— Полагаю, отрава исходит от боли чужака.
— Увечного Бога.
— Да, Семар Дев.
— Ты действительно думаешь, ее можно исцелить?
— Не знаю. Есть вред физический и есть вред духовный. Первый излечить гораздо легче. Подозреваю, ярость стала ему опорой. Последним источником силы. Возможно, единственным источником силы для скованного в чуждом Королевстве.
— Сомневаюсь, что он в настроении вести переговоры. Даже если и так — для таких, как я, он проклят.
— Акт необычайной смелости, — сказал Тулас Отсеченный, — придти и познать боль чужака. Даже мысль об этом требует глубокого самоотречения, готовности примерить чужие цепи, вкусить страдание, собственными глазами увидеть свинцовый оттенок, придаваемый отчаянием всему на свете. — Тисте Эдур медленно покачал головой. — Во мне такой смелости нет. Без сомнения, это редчайшая из способностей.
Все молчали. Огонь пожирал себя, равнодушный к свидетелям, и алчность его поглощала все, что в него бросали, вновь и вновь, пока ночь и равнодушие хозяев не заставили его голодать. Наконец ветер разбросал холодные уголья.
Если Тулас Отсеченный искал приятной компании, следовало заводить разговор о погоде.
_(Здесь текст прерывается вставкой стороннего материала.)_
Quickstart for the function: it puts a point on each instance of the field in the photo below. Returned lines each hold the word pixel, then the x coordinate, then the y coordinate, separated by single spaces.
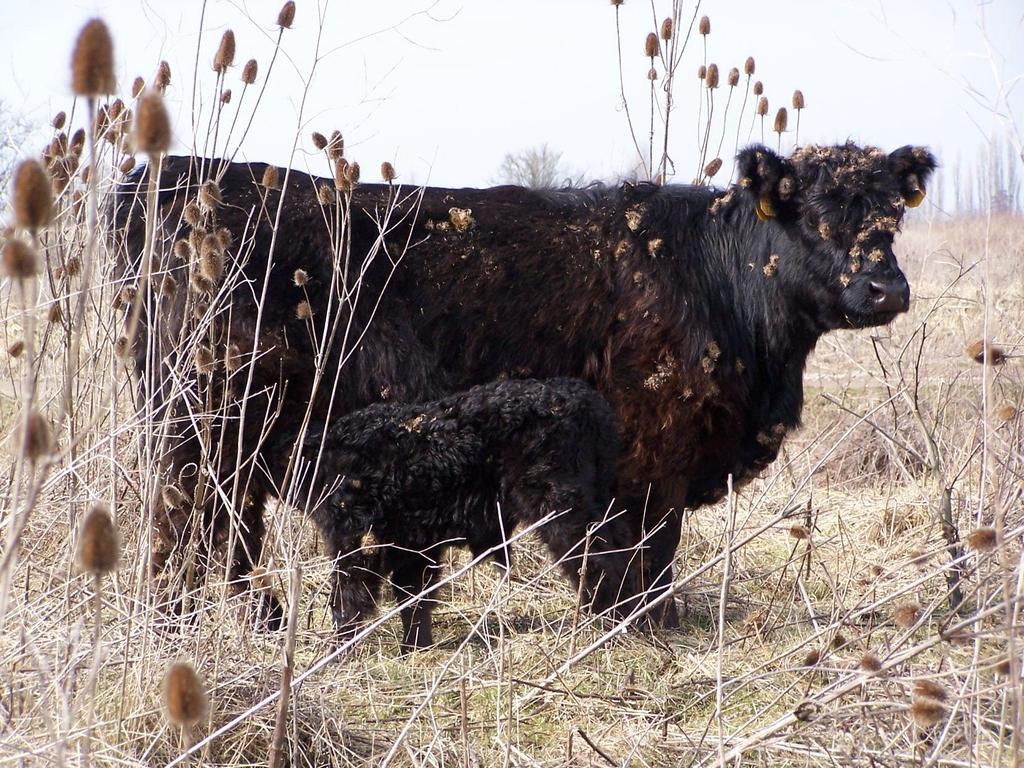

Утром неупокоенный Солтейкен пропал. С ним пропали кони Скитальца и Семар Дев.
— Мы утратили бдительность, — заметил Скиталец.
— Он был гостем, — отозвалась Семар, удивленная и весьма обиженная предательством. Они видели, что Ущерб нервно топчется вдалеке, словно не желая возвращаться после ночной охоты. Похоже, увидел нечто неприятное… Однако следов насилия видно не было; колышки остались там, где они воткнули их накануне.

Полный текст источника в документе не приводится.